Mr. Wills: Shortly we shall have a vote and the hon. Gentleman may want to reflect on what he is saying. I would be grateful for just a little clarification. First he seems to be saying that there are deficiencies in the Strasbourg jurisprudence and that needs to be changed, which is the point to which the hon. Member for Cambridge (David Howarth) referred. Next he seems to be saying that he does not resile from it; he thinks that it is a wonderful thing and it embodies British values; and the problem is the way in which those rights have been brought home in the Human Rights Act. If he is in fact making that last point, can he be specific? Where specifically are the deficiencies in the drafting of the Human Rights Act? I am not talking about specific cases, in respect of which he may take issue with the judges. Which bits of the Human Rights Act would he like to be redrafted? Can he give us some clarification on that?

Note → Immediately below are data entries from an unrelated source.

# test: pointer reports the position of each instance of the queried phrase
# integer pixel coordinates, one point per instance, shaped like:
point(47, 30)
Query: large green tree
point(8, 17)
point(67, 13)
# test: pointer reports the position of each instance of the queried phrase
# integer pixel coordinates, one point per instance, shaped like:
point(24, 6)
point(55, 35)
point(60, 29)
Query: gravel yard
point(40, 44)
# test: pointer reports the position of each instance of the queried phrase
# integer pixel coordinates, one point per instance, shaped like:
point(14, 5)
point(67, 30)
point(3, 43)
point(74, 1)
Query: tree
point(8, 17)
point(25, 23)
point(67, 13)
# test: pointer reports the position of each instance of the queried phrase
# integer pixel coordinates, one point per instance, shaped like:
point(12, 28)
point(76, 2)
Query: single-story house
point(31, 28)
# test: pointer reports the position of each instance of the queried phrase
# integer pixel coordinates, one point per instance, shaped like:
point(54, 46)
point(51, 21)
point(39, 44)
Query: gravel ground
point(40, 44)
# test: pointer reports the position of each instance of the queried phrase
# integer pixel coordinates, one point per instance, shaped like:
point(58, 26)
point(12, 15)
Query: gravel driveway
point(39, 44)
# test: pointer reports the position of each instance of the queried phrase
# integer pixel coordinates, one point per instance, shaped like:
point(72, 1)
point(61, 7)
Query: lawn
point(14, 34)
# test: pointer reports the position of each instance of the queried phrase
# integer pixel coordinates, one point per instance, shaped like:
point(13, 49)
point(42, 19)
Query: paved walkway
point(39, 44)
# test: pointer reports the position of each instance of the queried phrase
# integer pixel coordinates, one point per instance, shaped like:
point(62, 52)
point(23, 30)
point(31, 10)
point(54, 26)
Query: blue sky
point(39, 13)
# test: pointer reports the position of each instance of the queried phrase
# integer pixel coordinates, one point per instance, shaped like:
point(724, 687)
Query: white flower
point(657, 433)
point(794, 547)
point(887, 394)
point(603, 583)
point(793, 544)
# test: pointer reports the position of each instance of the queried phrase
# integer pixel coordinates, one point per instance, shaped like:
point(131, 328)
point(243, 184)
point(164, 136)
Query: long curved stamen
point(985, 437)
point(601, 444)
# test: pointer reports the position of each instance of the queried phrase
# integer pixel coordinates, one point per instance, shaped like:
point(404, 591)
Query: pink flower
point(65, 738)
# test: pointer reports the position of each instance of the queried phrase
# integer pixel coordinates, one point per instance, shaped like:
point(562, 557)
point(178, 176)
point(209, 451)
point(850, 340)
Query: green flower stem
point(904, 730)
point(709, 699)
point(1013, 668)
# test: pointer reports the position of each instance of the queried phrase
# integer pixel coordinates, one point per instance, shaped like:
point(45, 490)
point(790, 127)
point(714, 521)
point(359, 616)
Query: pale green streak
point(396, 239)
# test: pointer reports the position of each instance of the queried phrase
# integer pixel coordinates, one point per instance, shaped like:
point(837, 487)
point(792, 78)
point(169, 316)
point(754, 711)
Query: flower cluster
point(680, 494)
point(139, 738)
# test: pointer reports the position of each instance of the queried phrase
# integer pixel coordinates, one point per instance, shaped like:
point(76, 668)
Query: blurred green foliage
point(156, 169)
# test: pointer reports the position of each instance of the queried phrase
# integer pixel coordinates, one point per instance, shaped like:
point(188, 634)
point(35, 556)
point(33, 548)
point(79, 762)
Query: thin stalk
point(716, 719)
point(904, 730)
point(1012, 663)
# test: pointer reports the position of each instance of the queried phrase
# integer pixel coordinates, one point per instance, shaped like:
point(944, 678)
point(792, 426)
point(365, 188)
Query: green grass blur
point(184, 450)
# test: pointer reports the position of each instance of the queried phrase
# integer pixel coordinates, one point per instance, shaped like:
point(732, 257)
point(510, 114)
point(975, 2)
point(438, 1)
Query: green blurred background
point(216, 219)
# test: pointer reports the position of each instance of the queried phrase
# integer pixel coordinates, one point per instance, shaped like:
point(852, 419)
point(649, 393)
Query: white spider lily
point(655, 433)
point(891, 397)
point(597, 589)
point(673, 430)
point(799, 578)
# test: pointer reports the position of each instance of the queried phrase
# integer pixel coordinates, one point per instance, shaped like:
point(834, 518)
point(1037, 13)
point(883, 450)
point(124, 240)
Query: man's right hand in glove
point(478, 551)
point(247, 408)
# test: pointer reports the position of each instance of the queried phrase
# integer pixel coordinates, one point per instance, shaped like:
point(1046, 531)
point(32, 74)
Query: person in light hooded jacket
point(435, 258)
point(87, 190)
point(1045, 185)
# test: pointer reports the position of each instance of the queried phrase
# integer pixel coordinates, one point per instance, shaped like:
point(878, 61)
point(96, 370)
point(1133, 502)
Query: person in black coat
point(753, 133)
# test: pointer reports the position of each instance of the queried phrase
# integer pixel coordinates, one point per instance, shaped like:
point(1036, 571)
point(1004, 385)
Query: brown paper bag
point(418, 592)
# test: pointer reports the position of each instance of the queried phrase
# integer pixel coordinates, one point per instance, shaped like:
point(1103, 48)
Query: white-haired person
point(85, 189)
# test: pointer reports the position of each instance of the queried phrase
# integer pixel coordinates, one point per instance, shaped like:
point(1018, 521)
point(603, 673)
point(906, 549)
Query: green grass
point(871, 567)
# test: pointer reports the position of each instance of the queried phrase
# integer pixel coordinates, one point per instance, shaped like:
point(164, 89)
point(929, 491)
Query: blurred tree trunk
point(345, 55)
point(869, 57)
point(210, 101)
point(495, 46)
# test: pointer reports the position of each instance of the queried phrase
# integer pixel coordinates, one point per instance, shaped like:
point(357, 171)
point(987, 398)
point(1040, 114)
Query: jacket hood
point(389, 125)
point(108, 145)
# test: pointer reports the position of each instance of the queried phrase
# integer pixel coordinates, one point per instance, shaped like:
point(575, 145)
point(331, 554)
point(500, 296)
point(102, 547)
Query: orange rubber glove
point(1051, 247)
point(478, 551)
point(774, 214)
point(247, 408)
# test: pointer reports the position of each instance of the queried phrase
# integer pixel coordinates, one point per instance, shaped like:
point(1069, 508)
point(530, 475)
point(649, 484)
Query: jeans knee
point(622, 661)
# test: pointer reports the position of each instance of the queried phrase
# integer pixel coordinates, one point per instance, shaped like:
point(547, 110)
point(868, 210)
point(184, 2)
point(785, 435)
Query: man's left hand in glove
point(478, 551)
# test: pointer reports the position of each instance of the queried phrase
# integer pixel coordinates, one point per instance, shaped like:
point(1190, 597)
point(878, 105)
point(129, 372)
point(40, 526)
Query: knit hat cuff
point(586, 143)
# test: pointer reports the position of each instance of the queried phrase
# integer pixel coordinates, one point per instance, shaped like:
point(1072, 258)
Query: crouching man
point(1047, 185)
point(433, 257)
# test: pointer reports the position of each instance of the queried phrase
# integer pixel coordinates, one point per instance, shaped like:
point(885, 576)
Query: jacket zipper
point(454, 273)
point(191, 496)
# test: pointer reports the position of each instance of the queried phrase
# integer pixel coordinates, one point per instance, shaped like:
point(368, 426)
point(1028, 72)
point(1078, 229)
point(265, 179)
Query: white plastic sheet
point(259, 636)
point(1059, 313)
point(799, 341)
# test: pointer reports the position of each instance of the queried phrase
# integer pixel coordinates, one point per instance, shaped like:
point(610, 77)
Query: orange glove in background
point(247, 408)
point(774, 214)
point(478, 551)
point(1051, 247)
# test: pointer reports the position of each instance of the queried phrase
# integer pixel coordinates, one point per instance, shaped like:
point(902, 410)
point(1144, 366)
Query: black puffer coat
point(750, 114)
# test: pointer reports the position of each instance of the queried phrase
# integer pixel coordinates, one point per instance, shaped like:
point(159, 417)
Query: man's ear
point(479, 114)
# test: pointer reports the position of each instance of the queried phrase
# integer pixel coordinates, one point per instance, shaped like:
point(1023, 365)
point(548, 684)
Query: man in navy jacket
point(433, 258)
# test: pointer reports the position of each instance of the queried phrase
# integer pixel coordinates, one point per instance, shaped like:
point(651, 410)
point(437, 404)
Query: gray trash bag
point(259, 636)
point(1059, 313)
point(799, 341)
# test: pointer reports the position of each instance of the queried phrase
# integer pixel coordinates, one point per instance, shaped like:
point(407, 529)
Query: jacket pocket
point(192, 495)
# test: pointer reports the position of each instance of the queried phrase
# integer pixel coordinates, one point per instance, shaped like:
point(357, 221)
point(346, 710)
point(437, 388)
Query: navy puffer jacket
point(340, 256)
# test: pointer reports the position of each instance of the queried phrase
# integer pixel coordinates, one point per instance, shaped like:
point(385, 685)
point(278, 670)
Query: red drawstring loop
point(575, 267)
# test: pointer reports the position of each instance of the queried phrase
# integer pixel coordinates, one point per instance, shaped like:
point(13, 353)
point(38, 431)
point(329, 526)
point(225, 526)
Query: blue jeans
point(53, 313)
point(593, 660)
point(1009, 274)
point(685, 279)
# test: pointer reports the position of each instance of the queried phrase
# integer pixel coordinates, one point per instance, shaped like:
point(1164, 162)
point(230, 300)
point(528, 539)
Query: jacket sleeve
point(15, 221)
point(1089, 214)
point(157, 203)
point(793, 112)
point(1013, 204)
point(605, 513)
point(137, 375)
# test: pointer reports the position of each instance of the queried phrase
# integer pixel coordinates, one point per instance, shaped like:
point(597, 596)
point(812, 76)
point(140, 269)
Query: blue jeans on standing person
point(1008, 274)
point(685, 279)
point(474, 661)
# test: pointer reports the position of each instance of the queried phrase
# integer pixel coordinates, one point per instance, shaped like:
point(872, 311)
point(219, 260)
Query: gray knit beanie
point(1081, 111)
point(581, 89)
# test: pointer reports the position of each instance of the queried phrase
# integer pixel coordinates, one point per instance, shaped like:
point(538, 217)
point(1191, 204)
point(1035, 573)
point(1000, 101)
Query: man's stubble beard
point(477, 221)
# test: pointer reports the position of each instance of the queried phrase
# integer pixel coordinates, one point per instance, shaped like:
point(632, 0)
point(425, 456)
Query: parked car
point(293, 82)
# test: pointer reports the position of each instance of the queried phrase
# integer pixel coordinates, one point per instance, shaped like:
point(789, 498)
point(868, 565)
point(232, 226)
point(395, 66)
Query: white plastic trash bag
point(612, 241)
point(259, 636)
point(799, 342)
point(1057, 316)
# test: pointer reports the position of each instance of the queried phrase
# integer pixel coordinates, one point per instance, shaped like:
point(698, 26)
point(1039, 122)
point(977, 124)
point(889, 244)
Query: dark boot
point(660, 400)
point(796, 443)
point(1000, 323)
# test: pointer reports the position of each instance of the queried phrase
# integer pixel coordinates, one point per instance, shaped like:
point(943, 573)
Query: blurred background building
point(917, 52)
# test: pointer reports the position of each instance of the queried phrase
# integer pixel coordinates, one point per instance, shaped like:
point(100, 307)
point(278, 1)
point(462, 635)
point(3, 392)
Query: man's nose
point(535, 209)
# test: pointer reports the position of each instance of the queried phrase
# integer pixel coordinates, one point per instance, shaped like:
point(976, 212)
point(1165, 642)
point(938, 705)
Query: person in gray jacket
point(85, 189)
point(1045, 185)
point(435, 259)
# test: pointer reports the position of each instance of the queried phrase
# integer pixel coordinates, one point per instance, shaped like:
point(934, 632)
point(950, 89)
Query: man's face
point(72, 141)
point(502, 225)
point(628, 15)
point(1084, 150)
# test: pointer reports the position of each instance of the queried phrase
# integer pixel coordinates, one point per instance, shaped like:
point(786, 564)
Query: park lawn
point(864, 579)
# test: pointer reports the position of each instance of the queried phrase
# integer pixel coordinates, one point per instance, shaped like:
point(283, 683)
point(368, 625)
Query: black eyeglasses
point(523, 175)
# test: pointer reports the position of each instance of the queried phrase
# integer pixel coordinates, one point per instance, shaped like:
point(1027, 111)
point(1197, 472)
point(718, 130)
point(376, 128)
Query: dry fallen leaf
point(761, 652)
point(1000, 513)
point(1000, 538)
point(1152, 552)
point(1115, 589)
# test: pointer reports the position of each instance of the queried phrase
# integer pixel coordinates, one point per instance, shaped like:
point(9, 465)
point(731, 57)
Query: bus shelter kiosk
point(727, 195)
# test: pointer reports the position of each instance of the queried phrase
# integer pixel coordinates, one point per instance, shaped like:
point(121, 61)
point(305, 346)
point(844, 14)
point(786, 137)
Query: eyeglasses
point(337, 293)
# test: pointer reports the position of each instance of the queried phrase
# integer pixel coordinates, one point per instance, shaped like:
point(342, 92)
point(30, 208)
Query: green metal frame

Mr. Burrowes: I do not propose to go into a debate on all the schedules to the Human Rights Act. We had that debate at the time. We scrutinised it and, from the Front Bench, we predicted the confrontation between the judges and the Executive in relation to a number of issues. The Minister does not wish me to, but I could go through real examples of where the Human Rights Act has failed this countrys interests. There have been instances in which the Human Rights Act has not properly protected human rights. There are examples in which it has not gone far enough and in which it has been deficient. We need to ensure that we have a Bill of Rights that is properly compatible with the European convention on human rights
Mr. Burrowes: I wish to take this argument further. We also need a Bill that is not wholly bound by the Strasbourg Court jurisprudence. That is not necessary; the convention does not require it. We need better to define the ECHR prescriptions and ensure that those principles are expressed so that they are relevant to all people. We need to ensure that we do that because when one considers the way in which the Government have dealt with human rights in the past 10 yearsthe right hon. Member for Berwick-upon-Tweed made a point in this regardthey are found wanting. That is an important context.
Sir Alan Beith: In a genuine search for truth, I want to establish whether the hon. Gentleman is proposing that we pass a new British Bill of Rights so that people can have a choice between two routeseither invoking the European convention in both British and Strasbourg courts or applying a British Human Rights Act. I shall leave aside the question of how one might impact on the other. Will we have a choice, or will the British Act depend on us abandoning our signature to the European convention on human rights?